Polisi melakukan olah TKP terhadap tindak pidana pencurian 12 sertifikat, di Takmung, Banjarangkan, Klungkung, Selasa (21/7). (BP/istimewa)

SEMARAPURA, BALIPOST.com – Anggota Polsek Banjarangkan dan Polres Klungkung mendatangi lokasi tindak pidana pencurian 12 buah sertifikat di rumah warga I Komang Wahyu Wiguna di Dusun Sidayu Desa Takmung, Kecamatan Banjarangkan, Kabupaten Klungkung, Selasa (21/7).

Kejadian tersebut telah dilaporkan ke Mapolres Klungkung pelapor I Komang Wahyu Wiguna, M.Pd (31) alamat Cenigan Sari IV/29, Banjang Lantang Bejuh, Desa Sesetan, Kec. Densel, Denpasar pada Senin (20/7).

Setelah menerima laporan tersebut, Kapolsek Banjarangkan, AKP I Ketut Budiarsana, S.H.,M.H bersama Kanit Reskrim dan Kanit Intelkam serta anggota, mendatangi TKP pencurian di rumah korban. Kapolsek mengatakan kejadian pencurian tersebut terjadi Minggu (19/7) terekam melalui CCTV.Dimana pelaku yang melakukan pencurian sebanyak 2 orang, pelaku mencongkel pintu.
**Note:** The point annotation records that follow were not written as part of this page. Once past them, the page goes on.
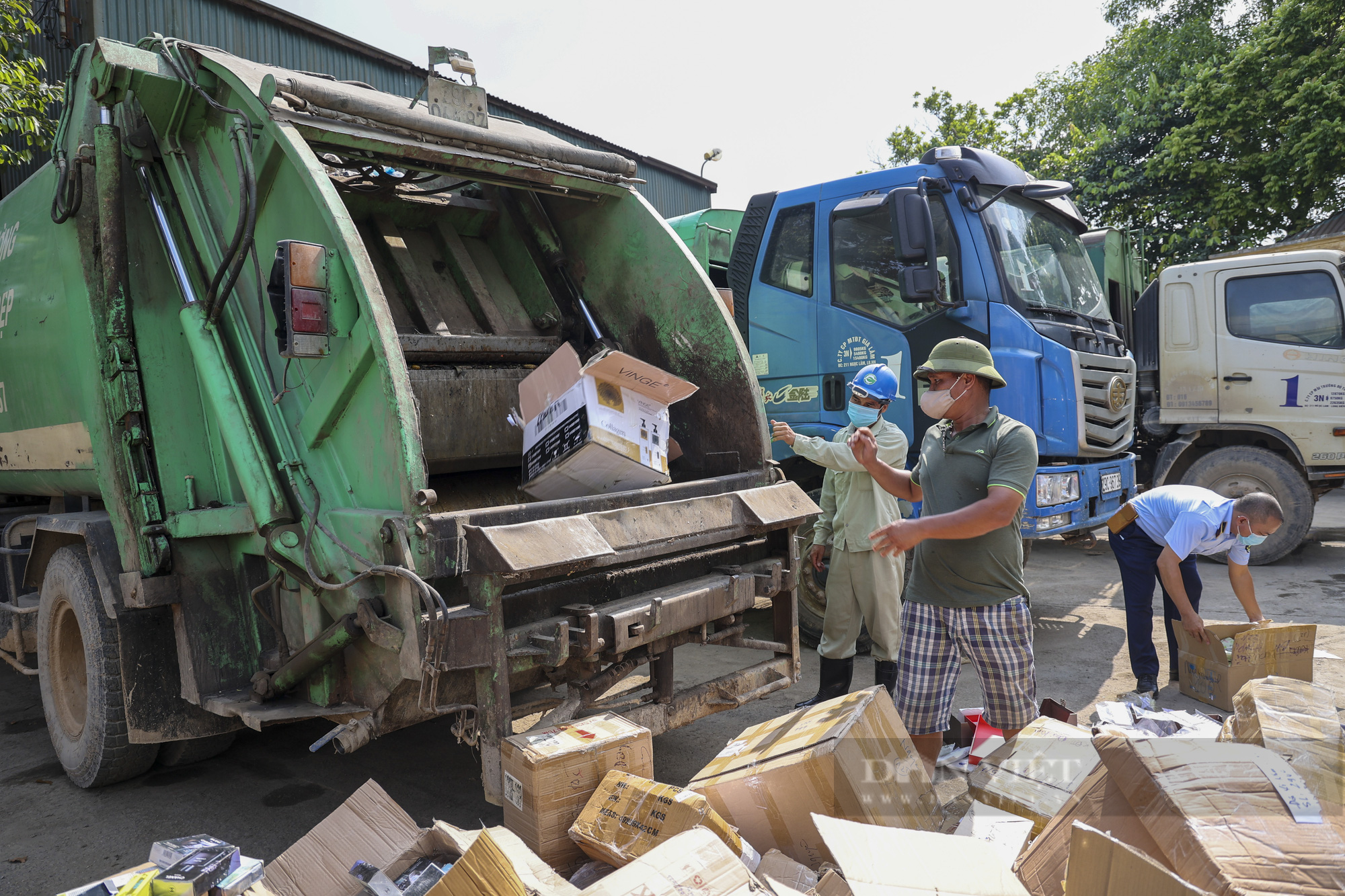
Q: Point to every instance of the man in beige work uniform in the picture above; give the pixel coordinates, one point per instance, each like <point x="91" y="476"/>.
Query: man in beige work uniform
<point x="863" y="585"/>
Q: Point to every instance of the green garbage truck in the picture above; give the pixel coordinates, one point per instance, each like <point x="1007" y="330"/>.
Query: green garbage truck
<point x="263" y="334"/>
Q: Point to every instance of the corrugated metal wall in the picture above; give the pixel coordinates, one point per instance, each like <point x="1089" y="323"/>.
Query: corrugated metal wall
<point x="256" y="32"/>
<point x="252" y="36"/>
Para pelaku mengambil 12 sertifikat tanah. Aksi pelaku diketahui korban melalui HP yang terhubung  rekaman CCTV di TKP. Begitu korban balik ke TKP, rumah sudah dalam keadaan acak-acakan dan 12 sertifikat tanah hilang.

Baca juga:  Ini, Ancaman Hukuman Penganiaya Pasutri

Polisi sudah melakukan pemeriksaan sejumlah saksi. Di antaranya, saksi I Ketut  Redana (63)  alamat Dusun Sidayu Tojan Desa Takmung Kec. Banjarangkan, Klungkung. Saksi membenarkan kejadian pencurian tersebut, dan saksi yang juga memberitahukan kepada korban untuk selanjutnya memeriksa rekaman CCTV. Mengingat korban tinggal di Denpasar, jadi rumah memang ditinggalkan dalam keadaan kosong.

Berdasarkan hasil pengecekan awal di TKP, pelaku diduga telah mengetahui kondisi rumah yang dalam keadaan kosong, sehingga leluasa melakukan aksi dengan cara mencongkel pintu masuk sebelum mengambil dokumen-dokumen penting yang berada di dalam rumah.

Baca juga:  Terima Hibah Tanah dari Pusat, Pemkot Denpasar Akan Manfaatkan untuk Fasum

Rekaman CCTV yang mengarah ke identitas pelaku telah diamankan sebagai barang bukti dan akan menjadi bahan penyelidikan lebih lanjut oleh Satreskrim Polres Klungkung. Mengingat barang yang hilang berupa 12 Sertifikat Hak Milik (SHM), korban disarankan untuk segera berkoordinasi dengan Kantor Pertanahan (BPN) guna melakukan langkah-langkah pengamanan administrasi terhadap sertifikat yang hilang, guna mencegah penyalahgunaan oleh pihak yang tidak bertanggung jawab.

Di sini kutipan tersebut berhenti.